NearNodeFlash / NearNodeFlash.github.io

View this document https://nearnodeflash.github.io/
Apache License 2.0
3 stars 3 forks source link

Failure to create XFS filesystem #128

Closed behlendorf closed 4 months ago

behlendorf commented 4 months ago

As of version v0.0.7+ workflows that allocate an xfs filesystem get hung up retrying lvm commands. Attached is the nnf-node-manager log for a workflow which is attempting to allocate a single xfs filesystem.

nnf-node-manager.log

A couple observations. 1) vgcreate is running much to early before any of the PVs are created when it has no chance of success. It does retry. 2) wipefs is failing because the device doesn't exist in /dev/mapper/ directory. If I manually run vgchange --lock-start and lvchange --activate y then /dev/mapper/ is correctly populated. But it does take a moment, you may just need to wait on udev.

behlendorf commented 4 months ago

vgcreate is running much to early before any of the PVs are created when it has no change of success. It does retry.

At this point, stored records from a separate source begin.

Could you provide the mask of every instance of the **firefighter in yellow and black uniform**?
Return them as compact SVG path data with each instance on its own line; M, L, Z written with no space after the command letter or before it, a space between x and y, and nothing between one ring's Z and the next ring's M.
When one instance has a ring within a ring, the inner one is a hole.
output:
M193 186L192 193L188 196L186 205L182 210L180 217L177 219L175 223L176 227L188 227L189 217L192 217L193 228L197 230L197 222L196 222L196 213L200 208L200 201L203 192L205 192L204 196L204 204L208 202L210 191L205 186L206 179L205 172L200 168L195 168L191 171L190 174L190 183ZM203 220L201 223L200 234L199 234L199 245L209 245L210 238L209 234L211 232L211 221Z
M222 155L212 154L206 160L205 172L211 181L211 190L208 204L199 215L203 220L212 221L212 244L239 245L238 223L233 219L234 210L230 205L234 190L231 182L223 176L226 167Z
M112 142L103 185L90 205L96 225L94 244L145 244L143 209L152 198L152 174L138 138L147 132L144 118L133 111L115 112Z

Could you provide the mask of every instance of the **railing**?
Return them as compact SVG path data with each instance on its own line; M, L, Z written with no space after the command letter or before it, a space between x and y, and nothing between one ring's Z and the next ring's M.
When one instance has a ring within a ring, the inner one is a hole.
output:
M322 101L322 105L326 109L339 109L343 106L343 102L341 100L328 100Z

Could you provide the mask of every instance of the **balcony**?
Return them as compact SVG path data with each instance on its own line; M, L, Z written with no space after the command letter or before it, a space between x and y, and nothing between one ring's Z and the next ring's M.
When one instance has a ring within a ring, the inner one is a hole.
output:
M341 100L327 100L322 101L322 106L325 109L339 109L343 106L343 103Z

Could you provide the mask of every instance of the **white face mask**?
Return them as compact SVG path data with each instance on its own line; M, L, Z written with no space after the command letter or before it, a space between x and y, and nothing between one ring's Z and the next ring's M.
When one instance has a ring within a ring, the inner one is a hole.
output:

This is unrelated to the xfs failure, but I see similar behavior with Lustre filesystems. Specifically zpool create is invoked incorrectly a few times, presumably because the kernel hasn't created the devices for the NVMe namespaces yet, then once they exist it's run correctly. One potential concern here is zpool create will still succeed even if only some of the devices are passed resulting in a reduced capacity. Although, I don't know if that's possible in practice. For example:

> zpool create -O canmount=off -o cachefile=none zf500d3d-mdt-0
stderr: missing vdev specification
> zpool create -O canmount=off -o cachefile=none zf500d3d-mdt-0 /dev/nvme3n8 <only a few additional vdevs>
success
ajfloeder commented 4 months ago

@behlendorf your analysis is on the mark. I see a problem in the code that allows the vgcreate to start before anything is ready, but I'm not exactly sure yet how to fix that. I see the same issue when I run in our test environment, so I hope to have a fix soon.

ajfloeder commented 4 months ago

My change avoids the sequencing problem where the pv/vg/lv operations start before the namespaces have been recognized, but there is still a problem with wipefs. [nnf-node-manager.log] (https://github.com/NearNodeFlash/NearNodeFlash.github.io/files/14385698/nnf-node-manager.log)

ajfloeder commented 4 months ago

I believe the question here is whether the /dev/mapper name still uses the hyphen '-' as a separator which would mean we are generating the wrong name, or as Brian suggested above, we are not waiting long enough for the device to appear.

ajfloeder commented 4 months ago

We've confirmed that the hyphen is the separator. The issue is that we need to wait long for the /dev/mapper device to appear.

ajfloeder commented 4 months ago

Re-opening issue. Every vgactivate command requires a wait for the device to appear in /dev/mapper.